Development of a UAV-Based Multi-Dimensional Mapping Framework for Precise Frost Management in Apple Orchards

Open Access
- Author:
- Yuan, Wenan
- Graduate Program:
- Agricultural and Biological Engineering
- Degree:
- Doctor of Philosophy
- Document Type:
- Dissertation
- Date of Defense:
- January 25, 2022
- Committee Members:
- Long He, Major Field Member
Daeun Choi, Chair & Dissertation Advisor
Dimitrios Bolkas, Outside Unit & Field Member
Paul Heinemann, Major Field Member
Suat Irmak, Program Head/Chair - Keywords:
- camera
CNN
image registration
LiDAR
object detection
point cloud
RGB
temperature
thermal
camera
CNN
image registration
LiDAR
object detection
point cloud
RGB
temperature
thermal - Abstract:
- As one of the main causes of weather-related damages in agriculture, frost leads to significant economic losses for farmers worldwide.

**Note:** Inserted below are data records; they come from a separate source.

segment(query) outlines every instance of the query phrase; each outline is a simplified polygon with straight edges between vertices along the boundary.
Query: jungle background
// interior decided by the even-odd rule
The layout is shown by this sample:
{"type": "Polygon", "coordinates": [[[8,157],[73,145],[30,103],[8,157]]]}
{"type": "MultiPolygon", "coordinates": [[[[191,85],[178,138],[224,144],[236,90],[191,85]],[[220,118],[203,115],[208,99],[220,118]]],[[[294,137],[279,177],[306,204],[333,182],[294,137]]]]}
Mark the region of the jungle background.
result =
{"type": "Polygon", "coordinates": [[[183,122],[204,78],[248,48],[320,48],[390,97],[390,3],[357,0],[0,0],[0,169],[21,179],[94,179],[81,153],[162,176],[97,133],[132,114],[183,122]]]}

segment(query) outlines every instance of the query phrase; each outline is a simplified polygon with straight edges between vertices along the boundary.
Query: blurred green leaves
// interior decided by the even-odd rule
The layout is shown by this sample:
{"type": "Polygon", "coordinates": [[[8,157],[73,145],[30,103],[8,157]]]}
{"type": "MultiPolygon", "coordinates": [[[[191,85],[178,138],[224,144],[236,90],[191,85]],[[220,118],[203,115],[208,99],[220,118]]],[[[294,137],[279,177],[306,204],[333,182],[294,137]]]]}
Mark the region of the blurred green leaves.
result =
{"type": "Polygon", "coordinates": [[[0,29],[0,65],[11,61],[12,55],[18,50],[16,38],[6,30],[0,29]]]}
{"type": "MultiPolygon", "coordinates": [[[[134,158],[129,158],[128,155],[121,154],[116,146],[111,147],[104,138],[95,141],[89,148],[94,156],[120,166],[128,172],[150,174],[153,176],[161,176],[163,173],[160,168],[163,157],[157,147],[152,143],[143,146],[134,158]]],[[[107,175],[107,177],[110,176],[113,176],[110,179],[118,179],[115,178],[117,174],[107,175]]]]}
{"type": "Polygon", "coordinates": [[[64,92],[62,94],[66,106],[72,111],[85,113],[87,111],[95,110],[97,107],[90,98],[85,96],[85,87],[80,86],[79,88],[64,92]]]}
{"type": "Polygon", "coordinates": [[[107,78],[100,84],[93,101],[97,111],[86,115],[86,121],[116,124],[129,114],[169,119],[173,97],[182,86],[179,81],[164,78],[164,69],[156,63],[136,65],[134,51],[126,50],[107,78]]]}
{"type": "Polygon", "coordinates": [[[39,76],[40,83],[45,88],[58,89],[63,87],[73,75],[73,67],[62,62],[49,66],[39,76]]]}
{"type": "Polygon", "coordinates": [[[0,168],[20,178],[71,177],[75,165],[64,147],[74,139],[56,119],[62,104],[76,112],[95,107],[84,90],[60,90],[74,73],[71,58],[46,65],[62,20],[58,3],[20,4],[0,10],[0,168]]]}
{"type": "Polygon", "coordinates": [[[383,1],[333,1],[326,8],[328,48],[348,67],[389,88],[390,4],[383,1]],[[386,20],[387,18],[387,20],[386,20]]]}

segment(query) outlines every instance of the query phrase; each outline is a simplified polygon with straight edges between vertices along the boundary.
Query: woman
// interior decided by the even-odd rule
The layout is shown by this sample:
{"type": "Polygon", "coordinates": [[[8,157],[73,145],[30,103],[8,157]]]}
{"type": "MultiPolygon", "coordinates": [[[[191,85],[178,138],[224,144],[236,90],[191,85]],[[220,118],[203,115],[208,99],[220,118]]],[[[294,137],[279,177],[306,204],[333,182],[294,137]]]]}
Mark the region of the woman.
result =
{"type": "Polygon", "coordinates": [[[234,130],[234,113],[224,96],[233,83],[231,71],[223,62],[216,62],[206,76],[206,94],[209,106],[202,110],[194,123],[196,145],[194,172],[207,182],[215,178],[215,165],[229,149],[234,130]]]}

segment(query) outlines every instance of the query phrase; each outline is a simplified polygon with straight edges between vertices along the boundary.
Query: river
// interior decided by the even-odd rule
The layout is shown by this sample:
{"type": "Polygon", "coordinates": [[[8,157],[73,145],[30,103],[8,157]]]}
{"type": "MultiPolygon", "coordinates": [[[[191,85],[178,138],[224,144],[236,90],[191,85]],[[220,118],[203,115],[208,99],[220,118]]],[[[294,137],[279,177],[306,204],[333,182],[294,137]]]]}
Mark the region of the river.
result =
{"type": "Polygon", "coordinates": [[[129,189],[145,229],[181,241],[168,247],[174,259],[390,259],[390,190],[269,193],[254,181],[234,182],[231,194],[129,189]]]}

Yet, traditional frost protection and temperature assessment methods in orchards remain rudimentary. Unmanned aerial vehicles (UAVs) and airborne sensing instruments emerged in recent years as promising tools for assisting efficient and convenient crop monitoring and management in precision agriculture, which creates opportunities in revolutionizing orchard frost protection approaches. With an overarching goal of building an autonomous cyber-physical system (CPS) consisting of UAV-based sensing and unmanned ground vehicle (UGV)-based heating for precise frost management, in this dissertation, a multi-dimensional mapping framework was proposed to process UAV-based thermal imagery, RGB imagery, and light detection and ranging (LiDAR) point cloud data to extract growth stage, canopy temperature, and tree structural information of an apple orchard. A thermal image stitching algorithm was developed to create high-resolution orchard temperature maps. A convolutional neural network (CNN)-based classifier was developed for detecting apple flower buds in RGB images, whose robustness against artificial image distortions and training dataset attributes were also investigated in depth. A UAV-LiDAR system was developed for identifying orchard regions that were unsafe for UGV travelling. The final output of the mapping framework, georeferenced orchard navigation maps, indicated both orchard heating requirements and orchard open space regions, which can potentially serve as a guide for UGV path planning and heat treatment application during frost events in future studies.